Our bodies are getting less and less of the nourishment we need. And the odds are stacked against us that we’ll take the easier route – and open a can of salty soup for lunch instead of whipping up fresh and colorful gazpacho in the blender. Oh, modern life!
Read the Wheat Belly bestseller by Dr. William Davis and you might give up your bread routine for good. He talks about the quality of wheat today compared to the wheat cultivated and milled by our forefathers to bake bread and make flapjacks – it’s hardly recognizable. He’s put thousands of his patients on a wheat-free diet and noticed results within mere weeks, including weight loss, alleviation of type 2 diabetes and skin conditions like psoriasis, improvement in overall cholesterol and LDL counts, and so on.
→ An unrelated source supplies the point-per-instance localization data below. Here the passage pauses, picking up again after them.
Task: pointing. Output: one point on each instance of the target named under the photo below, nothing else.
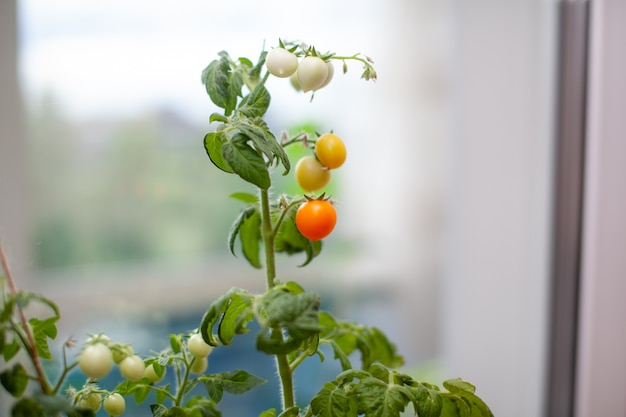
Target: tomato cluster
(309, 74)
(316, 219)
(99, 354)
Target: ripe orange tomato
(316, 219)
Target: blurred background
(111, 207)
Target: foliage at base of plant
(291, 326)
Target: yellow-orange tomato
(310, 174)
(330, 150)
(316, 219)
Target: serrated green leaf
(213, 143)
(235, 318)
(222, 84)
(250, 237)
(245, 197)
(290, 412)
(28, 407)
(427, 402)
(240, 381)
(158, 410)
(256, 103)
(332, 401)
(297, 313)
(14, 380)
(465, 390)
(42, 330)
(215, 312)
(176, 412)
(247, 163)
(268, 413)
(378, 399)
(217, 117)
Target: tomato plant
(290, 323)
(311, 175)
(281, 63)
(115, 404)
(96, 360)
(316, 219)
(330, 150)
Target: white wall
(601, 381)
(494, 294)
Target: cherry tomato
(92, 401)
(330, 150)
(281, 63)
(311, 175)
(198, 347)
(132, 368)
(199, 365)
(96, 360)
(316, 219)
(312, 73)
(115, 404)
(151, 374)
(329, 77)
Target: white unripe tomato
(312, 73)
(329, 77)
(281, 63)
(132, 368)
(198, 347)
(96, 360)
(92, 401)
(115, 404)
(199, 365)
(151, 374)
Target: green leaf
(10, 350)
(14, 380)
(176, 412)
(247, 163)
(297, 313)
(256, 130)
(28, 407)
(250, 237)
(233, 382)
(256, 103)
(426, 401)
(42, 330)
(268, 413)
(332, 401)
(466, 391)
(290, 412)
(235, 318)
(222, 84)
(245, 197)
(215, 312)
(378, 399)
(213, 143)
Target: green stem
(282, 362)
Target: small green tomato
(92, 402)
(96, 360)
(132, 368)
(151, 375)
(199, 365)
(198, 347)
(115, 404)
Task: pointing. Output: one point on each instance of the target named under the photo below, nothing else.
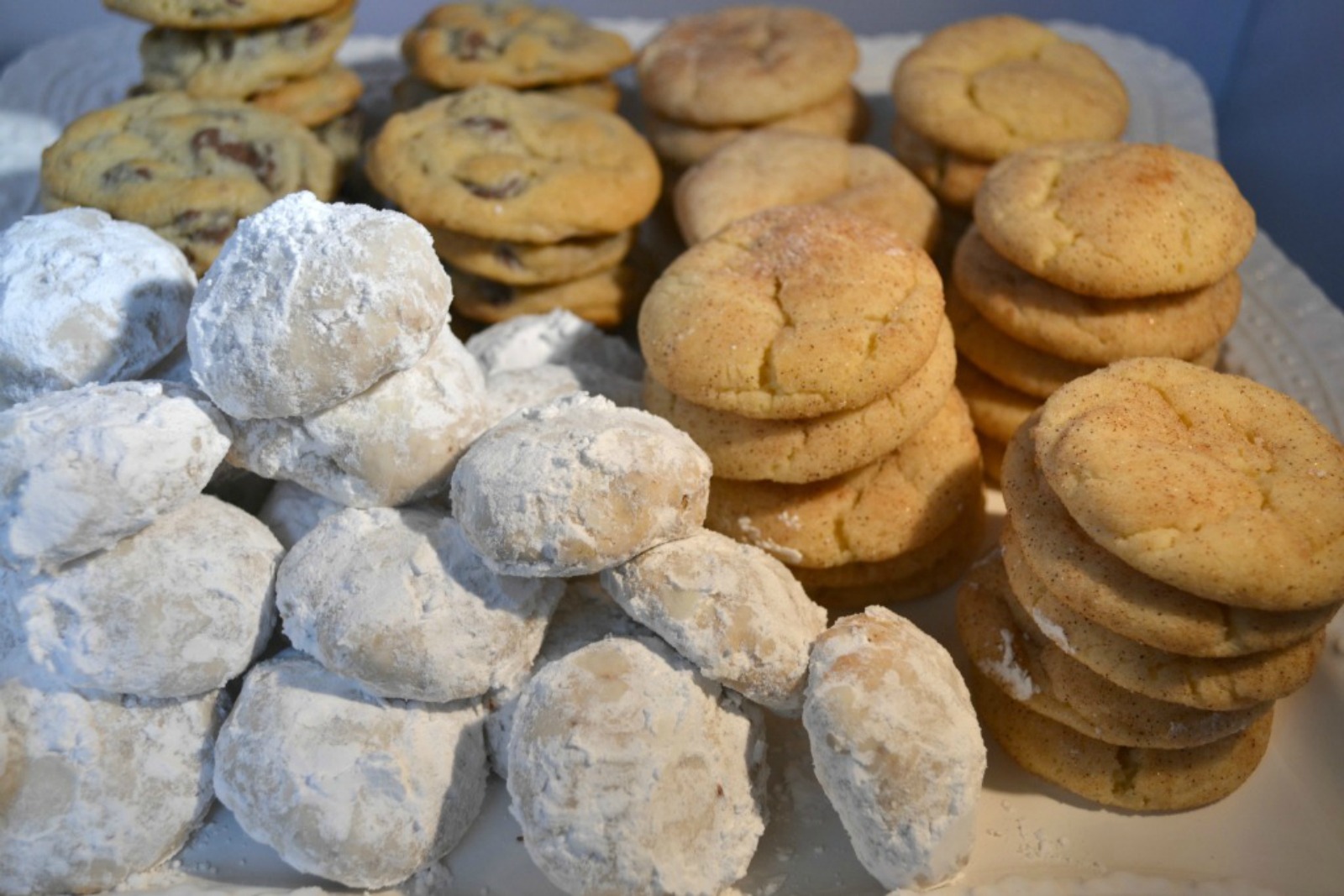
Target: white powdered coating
(632, 774)
(897, 747)
(87, 298)
(732, 609)
(586, 613)
(311, 302)
(291, 511)
(391, 445)
(398, 600)
(555, 338)
(578, 485)
(175, 610)
(82, 469)
(97, 788)
(343, 785)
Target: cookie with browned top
(517, 45)
(187, 168)
(235, 63)
(793, 312)
(990, 86)
(745, 65)
(503, 164)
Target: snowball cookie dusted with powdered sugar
(398, 600)
(391, 445)
(87, 298)
(174, 610)
(629, 773)
(732, 609)
(97, 788)
(353, 788)
(895, 746)
(311, 302)
(578, 485)
(85, 468)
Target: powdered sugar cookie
(85, 298)
(578, 485)
(729, 607)
(355, 789)
(793, 312)
(664, 793)
(897, 747)
(400, 602)
(312, 302)
(391, 445)
(174, 610)
(97, 788)
(85, 468)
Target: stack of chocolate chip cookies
(517, 45)
(806, 351)
(280, 56)
(709, 78)
(1089, 253)
(1173, 553)
(533, 201)
(981, 89)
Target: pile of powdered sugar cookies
(477, 559)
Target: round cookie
(1116, 221)
(1116, 595)
(517, 264)
(895, 504)
(793, 312)
(606, 298)
(1249, 481)
(730, 609)
(1124, 777)
(219, 13)
(578, 485)
(315, 100)
(768, 168)
(990, 86)
(1205, 683)
(311, 304)
(187, 168)
(1085, 329)
(629, 773)
(353, 788)
(460, 45)
(817, 448)
(952, 176)
(87, 298)
(745, 65)
(842, 117)
(895, 746)
(501, 164)
(233, 65)
(1048, 681)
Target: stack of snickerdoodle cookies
(806, 351)
(533, 201)
(1173, 553)
(1084, 254)
(279, 56)
(711, 76)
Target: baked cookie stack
(1089, 253)
(981, 89)
(806, 351)
(517, 45)
(533, 201)
(711, 76)
(1173, 553)
(280, 56)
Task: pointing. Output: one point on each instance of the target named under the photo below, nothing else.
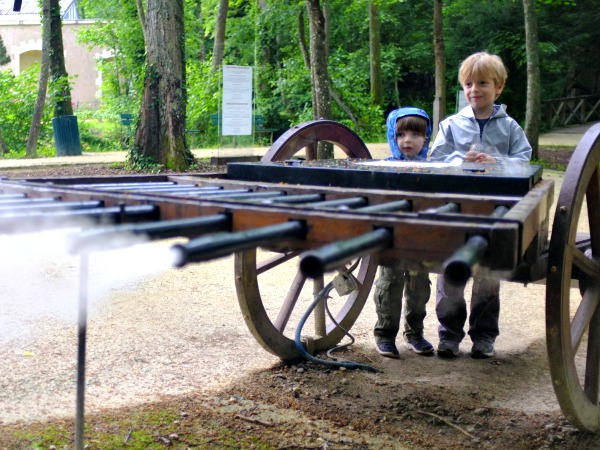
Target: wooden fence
(562, 112)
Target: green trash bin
(66, 136)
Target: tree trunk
(318, 70)
(60, 78)
(335, 96)
(439, 103)
(375, 54)
(160, 134)
(533, 106)
(40, 102)
(3, 146)
(219, 46)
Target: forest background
(266, 34)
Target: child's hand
(474, 155)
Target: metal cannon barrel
(126, 235)
(460, 266)
(26, 222)
(331, 256)
(223, 244)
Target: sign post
(237, 101)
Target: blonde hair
(484, 65)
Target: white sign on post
(237, 101)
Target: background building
(22, 35)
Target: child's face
(410, 143)
(481, 93)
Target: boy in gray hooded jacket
(408, 133)
(482, 133)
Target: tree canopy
(266, 34)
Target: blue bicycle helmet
(391, 131)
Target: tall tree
(160, 133)
(318, 69)
(375, 54)
(533, 113)
(439, 103)
(40, 102)
(58, 72)
(4, 58)
(219, 45)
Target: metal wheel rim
(266, 332)
(579, 401)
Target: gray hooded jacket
(502, 136)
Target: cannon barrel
(36, 221)
(223, 244)
(331, 256)
(460, 266)
(350, 202)
(299, 198)
(126, 235)
(398, 205)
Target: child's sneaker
(420, 345)
(447, 349)
(482, 350)
(387, 349)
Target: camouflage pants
(392, 285)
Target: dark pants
(451, 310)
(389, 289)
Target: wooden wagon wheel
(573, 324)
(272, 317)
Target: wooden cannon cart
(310, 218)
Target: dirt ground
(175, 338)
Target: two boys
(483, 133)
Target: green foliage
(17, 100)
(102, 131)
(142, 163)
(265, 35)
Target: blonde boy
(481, 132)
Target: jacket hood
(391, 130)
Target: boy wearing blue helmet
(408, 133)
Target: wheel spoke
(583, 316)
(275, 261)
(587, 265)
(592, 366)
(289, 302)
(593, 206)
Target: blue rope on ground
(322, 296)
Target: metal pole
(81, 341)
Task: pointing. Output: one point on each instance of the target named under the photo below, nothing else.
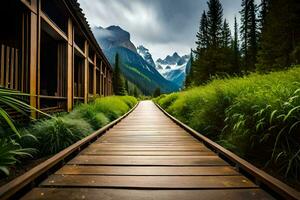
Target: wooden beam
(95, 76)
(53, 26)
(2, 65)
(86, 70)
(16, 83)
(12, 66)
(30, 5)
(33, 61)
(77, 48)
(6, 82)
(70, 67)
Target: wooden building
(49, 52)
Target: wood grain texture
(147, 156)
(125, 194)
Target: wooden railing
(9, 70)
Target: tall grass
(61, 131)
(257, 117)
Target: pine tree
(280, 46)
(264, 10)
(236, 49)
(126, 86)
(202, 36)
(226, 35)
(118, 82)
(215, 19)
(249, 34)
(190, 72)
(156, 92)
(135, 92)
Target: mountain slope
(173, 68)
(144, 52)
(134, 67)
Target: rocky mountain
(144, 52)
(136, 68)
(173, 68)
(113, 36)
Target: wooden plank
(2, 64)
(12, 66)
(33, 66)
(148, 160)
(24, 180)
(7, 66)
(70, 66)
(92, 151)
(161, 182)
(125, 194)
(147, 171)
(274, 184)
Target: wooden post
(95, 76)
(70, 67)
(2, 65)
(33, 57)
(86, 70)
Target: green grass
(257, 117)
(55, 134)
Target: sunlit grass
(257, 117)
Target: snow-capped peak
(173, 67)
(146, 55)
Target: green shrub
(129, 100)
(10, 151)
(113, 107)
(89, 114)
(257, 117)
(57, 133)
(65, 129)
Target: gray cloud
(163, 26)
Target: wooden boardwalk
(147, 156)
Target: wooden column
(70, 66)
(95, 76)
(34, 40)
(86, 70)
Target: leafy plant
(58, 133)
(256, 116)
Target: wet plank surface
(147, 156)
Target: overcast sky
(162, 26)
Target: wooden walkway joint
(147, 156)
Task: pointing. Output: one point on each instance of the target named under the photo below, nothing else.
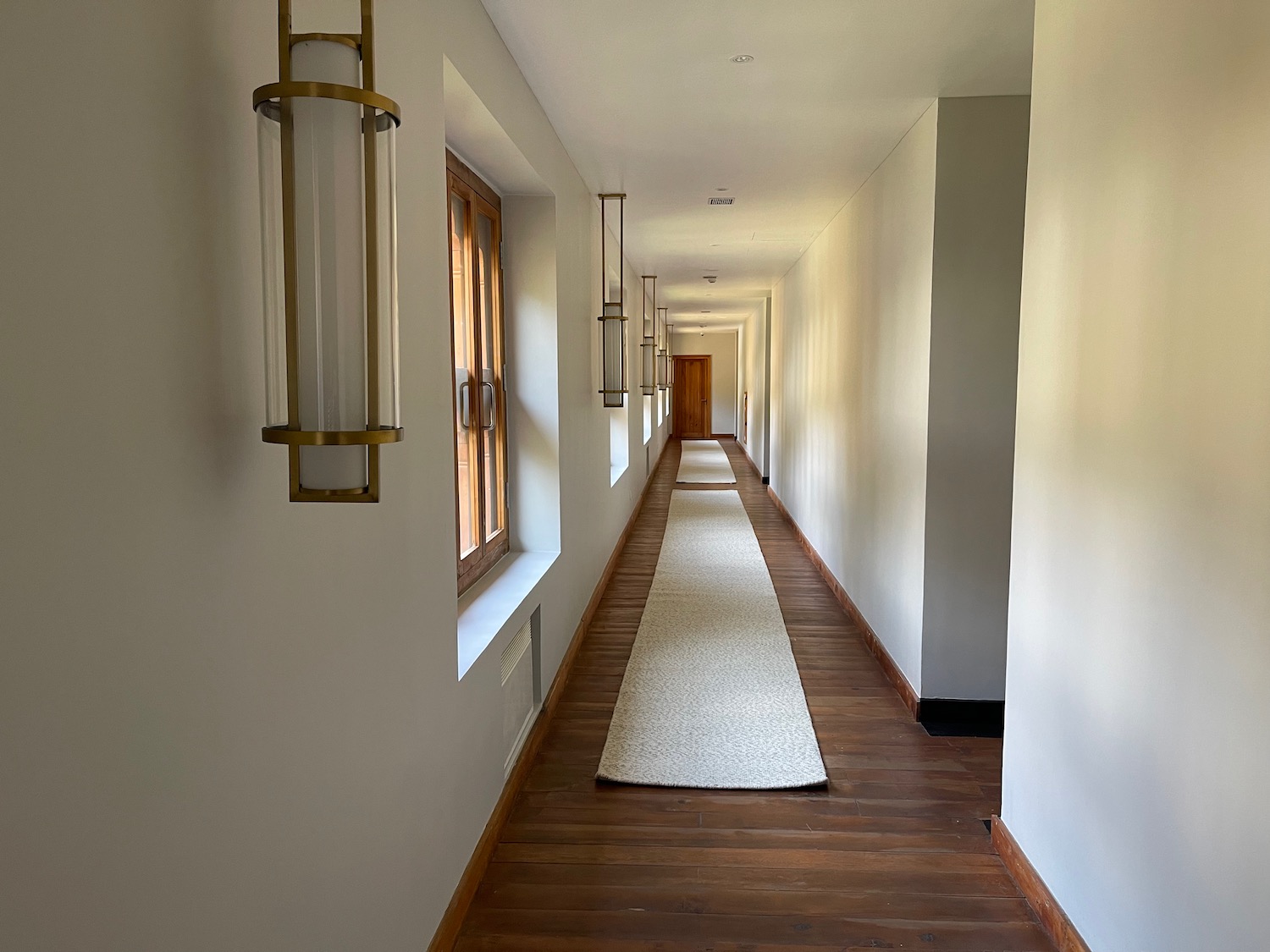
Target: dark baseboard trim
(452, 919)
(950, 718)
(1051, 914)
(744, 452)
(888, 664)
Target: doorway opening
(693, 413)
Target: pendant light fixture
(663, 360)
(328, 215)
(612, 317)
(648, 348)
(670, 355)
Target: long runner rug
(704, 461)
(711, 696)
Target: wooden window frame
(479, 197)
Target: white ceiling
(647, 101)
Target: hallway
(893, 855)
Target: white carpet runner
(711, 695)
(704, 461)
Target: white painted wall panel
(1137, 695)
(850, 370)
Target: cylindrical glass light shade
(340, 213)
(268, 121)
(614, 344)
(648, 367)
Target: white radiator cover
(518, 707)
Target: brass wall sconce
(328, 216)
(663, 360)
(612, 319)
(670, 355)
(648, 348)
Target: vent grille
(515, 650)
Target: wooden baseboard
(1051, 914)
(744, 452)
(888, 664)
(452, 919)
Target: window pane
(469, 531)
(490, 376)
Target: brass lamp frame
(663, 360)
(670, 355)
(620, 304)
(648, 388)
(378, 111)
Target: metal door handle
(465, 409)
(488, 426)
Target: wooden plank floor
(892, 855)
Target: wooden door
(693, 398)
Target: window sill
(498, 602)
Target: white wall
(851, 332)
(1138, 688)
(980, 190)
(230, 721)
(724, 396)
(754, 381)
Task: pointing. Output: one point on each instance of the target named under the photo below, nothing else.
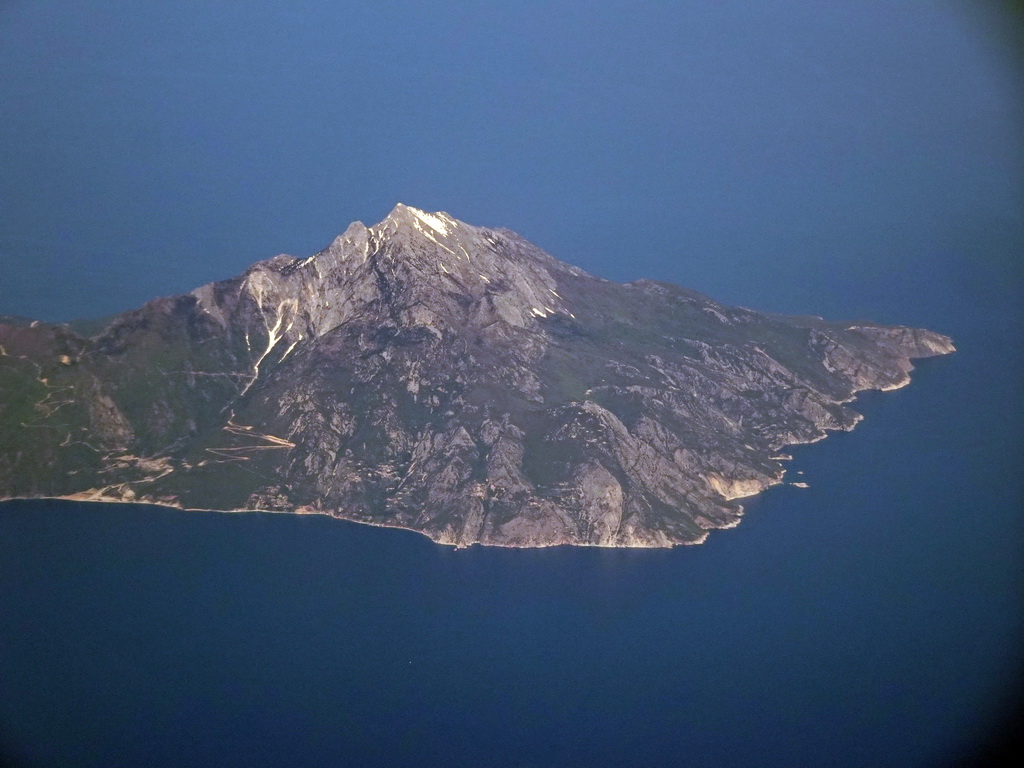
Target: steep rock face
(451, 379)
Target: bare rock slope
(431, 375)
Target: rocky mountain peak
(428, 374)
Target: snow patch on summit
(434, 222)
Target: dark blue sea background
(853, 162)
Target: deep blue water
(872, 620)
(854, 161)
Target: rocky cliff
(431, 375)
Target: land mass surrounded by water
(427, 374)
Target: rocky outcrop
(427, 374)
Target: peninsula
(450, 379)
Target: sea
(870, 620)
(859, 161)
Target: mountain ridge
(427, 374)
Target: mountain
(431, 375)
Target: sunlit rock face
(431, 375)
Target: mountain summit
(427, 374)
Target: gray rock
(431, 375)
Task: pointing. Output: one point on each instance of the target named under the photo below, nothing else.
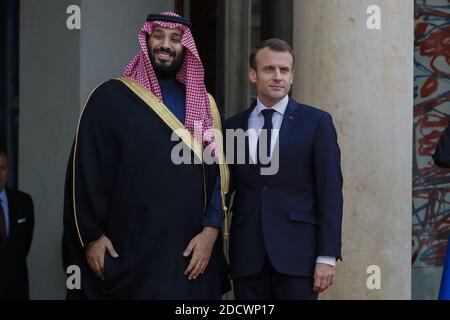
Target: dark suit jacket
(441, 155)
(295, 215)
(13, 253)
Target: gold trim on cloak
(172, 122)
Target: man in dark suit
(285, 234)
(16, 233)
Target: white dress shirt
(256, 123)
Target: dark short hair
(274, 44)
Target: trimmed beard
(164, 70)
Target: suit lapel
(288, 124)
(12, 213)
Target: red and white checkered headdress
(191, 74)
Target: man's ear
(252, 75)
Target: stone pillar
(232, 75)
(364, 78)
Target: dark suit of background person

But we need our healthy carbohydrates for energy, so don’t try to cut your grains in favor of more protein! Research published this March in Cell Metabolism found that protein-junkies were 74 percent more likely to die from any cause than low-protein eaters. Rich proteins and red meats have long been associated with health conditions like gout and, more recently, cancer, when they’re cooked on the barbecue. But the same anti-excess protein study found that lots of protein seems to be good for you, once you hit 65. Food science, truly, can be such a minefield. As I always come back to, enjoy things in moderation and commit to long-term healthy lifestyle habits.
How do you really know if food could be causing your loose stools or indigestion? There are eight common foods that cause 90 percent of all food allergies. I’m sure you’ve tried a few: Milk, eggs, peanuts, tree nuts, fish, soy, wheat and shellfish. In fact, they could be part of your daily diet; problem is, they may be decreasing your immune strength, wreaking havoc on your digestive system and increasing your cortisol levels – the stress hormone that promotes the spare tire around the belly.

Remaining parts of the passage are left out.